"Tell me Why" was released on Xbox and PC and it fully supports 5.1 surround sound. Working on a narrative game involves a specific approach regarding the final mix. We cannot only rely on a full systemic approach because each cinematic or narrative moment is unique and tells the player a specific emotion. We constantly needed to adapt the audio to make the player feel comfortable and not being disturbed by anything.
This approach has some similarities with linear mixing for film. We tried to dive deeply into the mixing process to bring as much detail as possible.
Before going any further, let’s look at a game sequence that illustrates all the points mentioned below.
Overall Cinematic Workflow
We wanted as much freedom as possible regarding our mixing decisions. We decided to work on stem-based workflow with the following structures.
|Stem Name||Channel||Positioning Type||Reverb Type||Center %|
|SFX||5.1||Balanced Fade||Baked + Runtime||0|
|Ambience Bed||4.0||Balanced Fade||Baked||0|
This workflow allowed us to be extremely flexible and reduce time-consuming back and forth with Reaper and Unreal because we were able to adjust levels, eq, and reverb per stem in the engine.
Footsteps cinematic management
Footsteps for cinematics were managed directly from the animation sequence in Unreal. A custom tool helped us to generate UE Notifies when the foot bone is hitting the ground.

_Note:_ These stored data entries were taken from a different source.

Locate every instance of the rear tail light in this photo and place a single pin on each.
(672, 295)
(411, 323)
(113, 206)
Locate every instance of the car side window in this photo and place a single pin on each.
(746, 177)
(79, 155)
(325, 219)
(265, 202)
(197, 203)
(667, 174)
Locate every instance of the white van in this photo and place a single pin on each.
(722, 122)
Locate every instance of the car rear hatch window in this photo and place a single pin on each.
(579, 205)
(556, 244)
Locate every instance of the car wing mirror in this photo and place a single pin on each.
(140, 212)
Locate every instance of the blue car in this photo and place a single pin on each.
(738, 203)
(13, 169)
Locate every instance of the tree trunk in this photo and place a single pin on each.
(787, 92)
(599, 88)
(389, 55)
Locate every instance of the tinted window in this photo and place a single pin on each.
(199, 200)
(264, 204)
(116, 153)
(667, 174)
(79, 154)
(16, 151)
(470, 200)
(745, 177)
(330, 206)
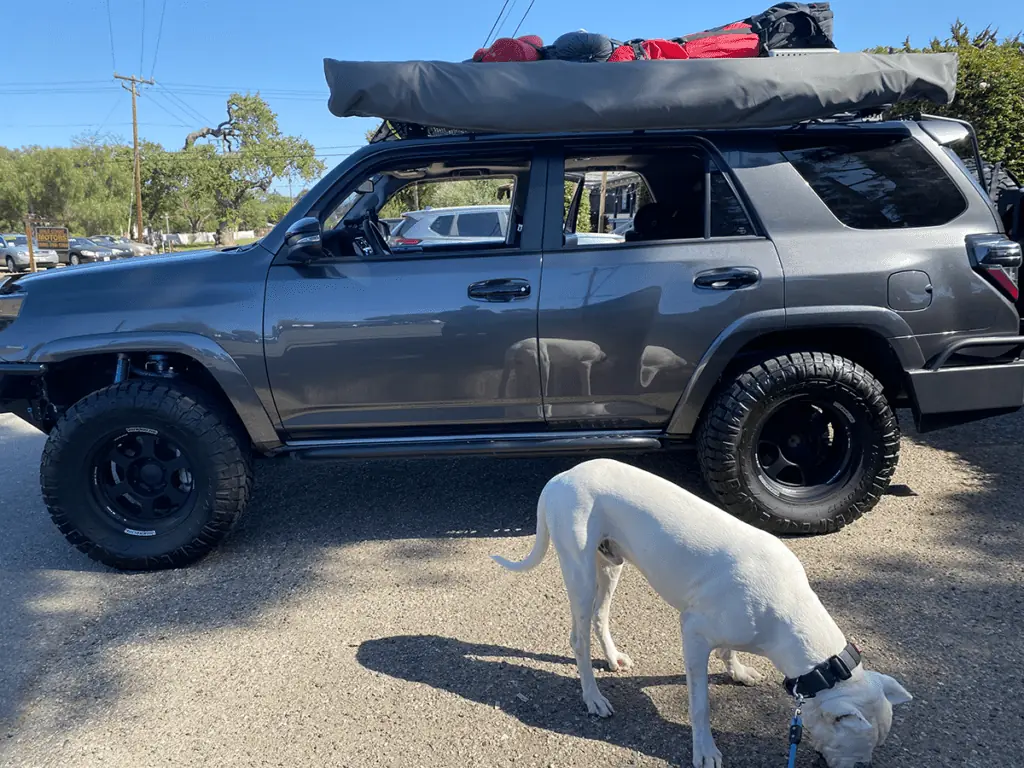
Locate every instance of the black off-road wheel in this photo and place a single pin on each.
(141, 476)
(801, 443)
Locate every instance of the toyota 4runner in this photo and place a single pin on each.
(780, 294)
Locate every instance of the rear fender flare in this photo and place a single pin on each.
(882, 322)
(201, 348)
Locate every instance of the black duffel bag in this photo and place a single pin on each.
(795, 26)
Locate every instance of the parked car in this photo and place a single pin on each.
(83, 250)
(465, 223)
(121, 246)
(771, 309)
(14, 252)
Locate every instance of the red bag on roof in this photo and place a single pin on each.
(734, 41)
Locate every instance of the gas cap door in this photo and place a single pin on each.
(909, 291)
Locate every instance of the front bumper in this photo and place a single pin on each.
(19, 389)
(945, 395)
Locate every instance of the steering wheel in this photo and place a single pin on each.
(372, 231)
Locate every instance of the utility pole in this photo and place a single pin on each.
(133, 87)
(600, 207)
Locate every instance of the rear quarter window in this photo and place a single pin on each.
(877, 182)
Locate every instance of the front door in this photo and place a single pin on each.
(625, 318)
(422, 337)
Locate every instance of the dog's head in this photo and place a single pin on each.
(846, 723)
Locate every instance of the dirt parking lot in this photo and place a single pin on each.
(355, 620)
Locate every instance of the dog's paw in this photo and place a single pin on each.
(598, 705)
(747, 676)
(707, 757)
(622, 664)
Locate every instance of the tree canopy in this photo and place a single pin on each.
(989, 90)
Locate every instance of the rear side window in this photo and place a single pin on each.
(880, 182)
(479, 224)
(442, 225)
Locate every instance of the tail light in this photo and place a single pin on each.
(998, 260)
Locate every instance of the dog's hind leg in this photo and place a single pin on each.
(696, 654)
(608, 571)
(581, 583)
(737, 671)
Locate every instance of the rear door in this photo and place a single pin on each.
(625, 322)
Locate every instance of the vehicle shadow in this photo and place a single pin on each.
(495, 676)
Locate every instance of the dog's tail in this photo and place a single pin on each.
(541, 545)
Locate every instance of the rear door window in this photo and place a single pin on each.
(877, 182)
(442, 225)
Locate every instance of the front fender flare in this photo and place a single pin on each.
(880, 321)
(201, 348)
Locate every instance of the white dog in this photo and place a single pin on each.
(736, 589)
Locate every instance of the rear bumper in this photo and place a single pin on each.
(945, 395)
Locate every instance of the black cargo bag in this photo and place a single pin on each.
(795, 26)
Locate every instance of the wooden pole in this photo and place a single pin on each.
(600, 209)
(133, 87)
(32, 253)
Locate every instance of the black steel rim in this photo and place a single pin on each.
(806, 449)
(143, 480)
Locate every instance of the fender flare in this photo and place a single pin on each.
(204, 350)
(882, 322)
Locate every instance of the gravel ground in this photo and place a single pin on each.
(355, 620)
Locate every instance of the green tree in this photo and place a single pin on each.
(989, 90)
(253, 154)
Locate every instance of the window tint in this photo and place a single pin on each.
(442, 225)
(728, 219)
(479, 224)
(878, 182)
(647, 198)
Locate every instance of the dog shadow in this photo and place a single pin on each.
(540, 698)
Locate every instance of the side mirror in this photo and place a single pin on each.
(303, 240)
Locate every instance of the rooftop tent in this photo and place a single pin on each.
(551, 96)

This notification follows the terrain material and triggers the appropriate footsteps switch material. Thanks to that, we did not have to sync footsteps manually in Reaper. All we needed to do was set the correct gesture switch and clean unwanted notifications if too many collisions were detected.

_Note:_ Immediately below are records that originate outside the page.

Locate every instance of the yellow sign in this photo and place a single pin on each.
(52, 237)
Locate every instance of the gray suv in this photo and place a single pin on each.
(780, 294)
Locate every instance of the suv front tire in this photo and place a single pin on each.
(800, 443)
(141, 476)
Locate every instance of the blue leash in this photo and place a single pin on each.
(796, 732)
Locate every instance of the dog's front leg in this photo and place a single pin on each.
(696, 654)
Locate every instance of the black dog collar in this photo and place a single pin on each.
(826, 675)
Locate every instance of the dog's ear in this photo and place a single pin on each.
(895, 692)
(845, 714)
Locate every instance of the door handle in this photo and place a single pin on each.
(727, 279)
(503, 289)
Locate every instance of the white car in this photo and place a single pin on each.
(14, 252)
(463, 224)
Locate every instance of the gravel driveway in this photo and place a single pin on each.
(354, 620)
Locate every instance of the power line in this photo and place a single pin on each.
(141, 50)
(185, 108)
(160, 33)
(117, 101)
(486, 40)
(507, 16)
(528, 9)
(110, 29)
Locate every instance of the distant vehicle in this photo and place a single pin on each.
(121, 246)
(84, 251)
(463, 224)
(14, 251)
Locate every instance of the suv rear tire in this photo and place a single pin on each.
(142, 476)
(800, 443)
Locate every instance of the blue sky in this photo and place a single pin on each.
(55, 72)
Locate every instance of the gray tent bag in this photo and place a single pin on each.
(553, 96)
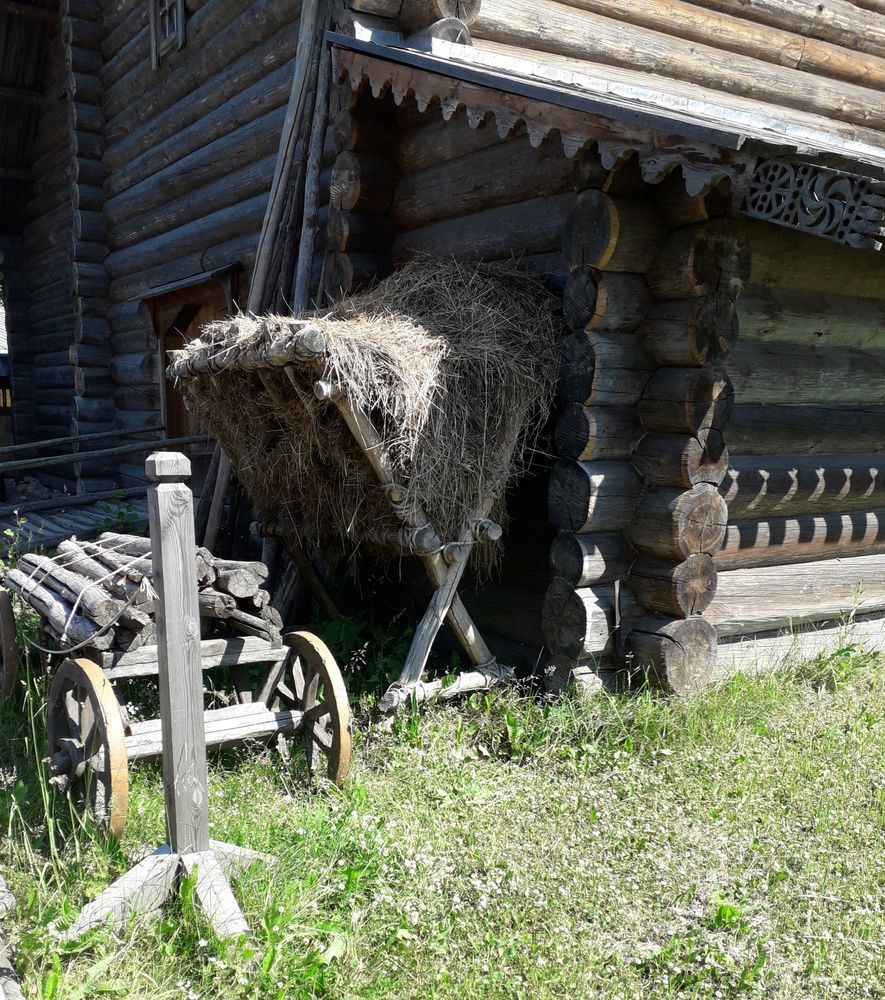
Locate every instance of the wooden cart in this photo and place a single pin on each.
(299, 692)
(444, 560)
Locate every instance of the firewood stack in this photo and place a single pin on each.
(99, 594)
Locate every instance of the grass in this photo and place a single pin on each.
(729, 845)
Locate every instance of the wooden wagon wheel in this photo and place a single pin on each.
(314, 686)
(8, 648)
(87, 741)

RTPC Track in UE Sequencer
In the video example above, you can hear the level of the clock increasing while Alyson’s stress is getting wild. In this kind of situation, we preferred to use a feature that allows us to drive the level of any bus directly into the sequencer.
We can use the Unreal curve to create precise automation in a cinematic. The RTPC in Wwise is set as absolute dB values so, we do not need to worry about making weird dB conversion. We used this feature a lot on the ambiance and music bus to enhance dialog “presence” or to create tension like mentioned above.

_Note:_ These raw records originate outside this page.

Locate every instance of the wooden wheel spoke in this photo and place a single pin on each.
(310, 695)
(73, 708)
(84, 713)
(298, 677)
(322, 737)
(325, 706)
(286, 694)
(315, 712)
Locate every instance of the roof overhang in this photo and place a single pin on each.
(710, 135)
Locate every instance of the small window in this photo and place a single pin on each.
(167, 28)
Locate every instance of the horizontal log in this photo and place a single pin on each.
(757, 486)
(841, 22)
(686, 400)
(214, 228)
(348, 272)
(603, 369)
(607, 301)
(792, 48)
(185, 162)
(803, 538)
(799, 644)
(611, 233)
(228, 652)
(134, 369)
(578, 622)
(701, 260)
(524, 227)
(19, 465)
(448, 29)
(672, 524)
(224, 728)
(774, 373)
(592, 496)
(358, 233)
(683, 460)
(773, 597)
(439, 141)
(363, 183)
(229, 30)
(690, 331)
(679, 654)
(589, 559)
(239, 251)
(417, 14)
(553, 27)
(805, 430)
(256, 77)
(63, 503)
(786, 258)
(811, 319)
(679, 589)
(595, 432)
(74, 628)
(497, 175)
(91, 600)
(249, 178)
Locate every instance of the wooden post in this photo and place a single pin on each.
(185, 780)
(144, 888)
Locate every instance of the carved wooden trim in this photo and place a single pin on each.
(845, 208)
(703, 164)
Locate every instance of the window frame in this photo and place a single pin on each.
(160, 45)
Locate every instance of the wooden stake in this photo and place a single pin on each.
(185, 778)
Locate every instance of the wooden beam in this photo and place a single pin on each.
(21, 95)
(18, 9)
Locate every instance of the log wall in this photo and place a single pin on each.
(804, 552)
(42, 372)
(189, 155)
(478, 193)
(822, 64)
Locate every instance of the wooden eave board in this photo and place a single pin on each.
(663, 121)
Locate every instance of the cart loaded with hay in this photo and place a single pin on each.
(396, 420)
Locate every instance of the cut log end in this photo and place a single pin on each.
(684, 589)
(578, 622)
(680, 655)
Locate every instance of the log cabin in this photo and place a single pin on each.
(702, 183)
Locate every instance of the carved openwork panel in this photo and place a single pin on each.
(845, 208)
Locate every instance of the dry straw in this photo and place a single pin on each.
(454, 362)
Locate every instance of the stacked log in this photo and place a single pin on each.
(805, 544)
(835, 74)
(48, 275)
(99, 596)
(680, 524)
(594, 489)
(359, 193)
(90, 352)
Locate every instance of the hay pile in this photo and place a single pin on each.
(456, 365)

Keeping consistencies on dialogs.
How to deal with several kind of dialogs ?
Dialogs are the core experience of "Tell Me Why" and the player will learn lots of mandatory and precious information during the experience.
There are four types of dialog integrated into the game:
Cinematics: Dialogs played during cutscenes. The player does not have control over navigation and the camera.
Inspector: The player cannot move freely. They can still control the camera and interact with objects inside it but, they will have to exit the inspector to move again freely in the game world.
Exploration: The player has complete control over the navigation and camera.
Bond: The dialogs related to the memories of Tyler and Alyson.
These four types of dialogs required several integration systems in the engine. We had to find the appropriate Wwise settings to make all dialog sound equally throughout the game.
|Dialog Type||Channel||Listener Pos||Center %||Runtime Filter Over Distance|
|Cinematics||3.0||Balanced - Fade||75||High Shelve EQ|
|Inspectors||3.0||Balanced - Fade||75||N/A|
|Exploration||5.0||Listener Relative||75||High Shelve EQ|
Cinematics and Inspector
"Tell Me Why" includes lots of seamless transitions between gameplay and cinematics. We needed to find a compromise between 2D and 3D to avoid too many differences between those two types of game modes.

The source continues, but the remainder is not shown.